But not Talk Like a Pirate Day kind of pirates, that's all good clean (well, maybe not always so clean) fun.
And certainly not pretty-boy Johnny Depp in "Pirates of the Caribbean" kind of pirates, either.
And what's with the beard? He doesn't even have enough of a beard to braid, anyway. (I assure you, I have expertise in this area).
No, I mean real pirates. Modern pirates, like these nice gentlemen who hijack, steal, kidnap, ransom, rape and kill.
Yes, piracy is a very real threat to modern mariners, private and commercial.
You may remember this story about the idiot pirates who opened fire on two US Navy vessels, a guided missile destroyer and a guided missile cruiser. (Having sailed past some of those ships in Norfolk, I cannot imagine how drugged or stupid you must be to screw with one of them- to take on a pair is beyond comprehension). Maybe you saw this recent story about the rescue of a couple of French sailors by French commandos. Those are the good stories, the rare ones with happy endings and criminals brought to justice. A quick Google search for "modern piracy" yields several enlightening results- as you might expect, Wikipedia has a decent primer, but I think the "Daily Vessel Casualty and Piracy Report " and this presentation on modern high-seas piracy from the law offices of Countryman & McDaniel are some of the best references. Although the presentation is now a bit dated, it still holds some very good information, and scanning the casualty reports for acts of piracy is chilling, especially factoring in that only about 10% of piracy is reported.
What amazes me is that piracy is still allowed to exist on a large scale. A unified, global effort could make a real difference, and quickly. When China chose to crack down on piracy several years ago (starting with a large and widely-publicized group execution of convicted pirates), it had an immediate impact in and around Chinese waters. One bit of hope comes from the above story of the French rescue, France has been a world leader in battling piracy and French President Nicolas Sarkozy has called for EU and UN action to curb piracy, especially in the waters around Somalia.
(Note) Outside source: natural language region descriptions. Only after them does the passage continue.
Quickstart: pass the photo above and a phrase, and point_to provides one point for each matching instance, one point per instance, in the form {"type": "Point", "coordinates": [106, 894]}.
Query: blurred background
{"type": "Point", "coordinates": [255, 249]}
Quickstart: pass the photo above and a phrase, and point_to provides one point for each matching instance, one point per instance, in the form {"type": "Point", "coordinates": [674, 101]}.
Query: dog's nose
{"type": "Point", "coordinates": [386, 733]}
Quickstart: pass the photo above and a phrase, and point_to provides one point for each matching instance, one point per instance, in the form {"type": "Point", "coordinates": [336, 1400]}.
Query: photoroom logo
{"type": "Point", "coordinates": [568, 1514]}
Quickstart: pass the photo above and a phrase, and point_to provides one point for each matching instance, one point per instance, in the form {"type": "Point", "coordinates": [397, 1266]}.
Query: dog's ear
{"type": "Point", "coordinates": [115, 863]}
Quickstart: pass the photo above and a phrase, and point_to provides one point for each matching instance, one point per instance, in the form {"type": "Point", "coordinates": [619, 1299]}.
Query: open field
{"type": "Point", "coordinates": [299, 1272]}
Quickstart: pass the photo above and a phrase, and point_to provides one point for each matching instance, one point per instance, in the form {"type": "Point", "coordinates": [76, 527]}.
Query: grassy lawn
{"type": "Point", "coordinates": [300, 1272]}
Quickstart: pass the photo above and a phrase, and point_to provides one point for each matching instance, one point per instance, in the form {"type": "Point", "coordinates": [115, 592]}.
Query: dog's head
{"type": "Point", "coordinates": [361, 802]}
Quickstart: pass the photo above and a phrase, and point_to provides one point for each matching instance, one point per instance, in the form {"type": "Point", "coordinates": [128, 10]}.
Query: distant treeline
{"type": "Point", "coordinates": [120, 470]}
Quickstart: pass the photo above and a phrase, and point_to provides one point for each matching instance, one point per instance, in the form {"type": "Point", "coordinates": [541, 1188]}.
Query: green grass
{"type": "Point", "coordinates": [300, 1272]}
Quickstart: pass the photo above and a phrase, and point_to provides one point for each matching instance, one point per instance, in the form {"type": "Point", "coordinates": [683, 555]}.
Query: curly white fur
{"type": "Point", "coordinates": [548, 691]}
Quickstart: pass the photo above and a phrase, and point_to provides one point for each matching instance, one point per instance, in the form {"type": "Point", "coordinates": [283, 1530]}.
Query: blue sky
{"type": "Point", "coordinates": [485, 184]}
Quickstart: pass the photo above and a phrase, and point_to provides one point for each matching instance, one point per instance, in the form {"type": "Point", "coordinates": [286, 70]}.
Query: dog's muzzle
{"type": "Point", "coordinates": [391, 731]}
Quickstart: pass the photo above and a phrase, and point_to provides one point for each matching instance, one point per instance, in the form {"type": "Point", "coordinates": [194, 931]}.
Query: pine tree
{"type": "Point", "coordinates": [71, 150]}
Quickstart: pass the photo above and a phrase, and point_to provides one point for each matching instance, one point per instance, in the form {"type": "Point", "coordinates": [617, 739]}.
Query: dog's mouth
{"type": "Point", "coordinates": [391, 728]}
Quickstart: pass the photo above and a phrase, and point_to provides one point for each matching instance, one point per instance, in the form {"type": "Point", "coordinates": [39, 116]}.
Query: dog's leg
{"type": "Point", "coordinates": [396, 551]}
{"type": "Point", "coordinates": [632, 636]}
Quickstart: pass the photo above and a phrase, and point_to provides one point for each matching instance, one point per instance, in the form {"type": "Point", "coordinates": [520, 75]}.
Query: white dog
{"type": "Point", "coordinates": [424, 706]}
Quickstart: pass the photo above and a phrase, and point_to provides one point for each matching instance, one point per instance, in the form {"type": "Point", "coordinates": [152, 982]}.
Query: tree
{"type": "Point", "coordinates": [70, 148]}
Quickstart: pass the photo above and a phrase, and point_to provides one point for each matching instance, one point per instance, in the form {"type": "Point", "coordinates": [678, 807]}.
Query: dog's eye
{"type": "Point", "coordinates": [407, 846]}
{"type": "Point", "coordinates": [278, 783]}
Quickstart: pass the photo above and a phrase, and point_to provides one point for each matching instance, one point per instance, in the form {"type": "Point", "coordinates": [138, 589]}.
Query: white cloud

Piracy has always been a violent and dangerous vocation, and it has been suppressed when the pirates were put in more danger than their victims. Given the nature of the maritime environment, "hunt them down and kill them" has been a common (and effective) approach to piracy. I think with modern resources our goal should be to track and capture pirates, but the inherent danger of dealing with violent criminals at sea does mean that little quarter can be shown for those unwilling to surrender quickly.
Of course, there is no relevance to information security in this post- as we clearly have no serious or under-reported problems which we simply refuse to address in our industry. Arrr.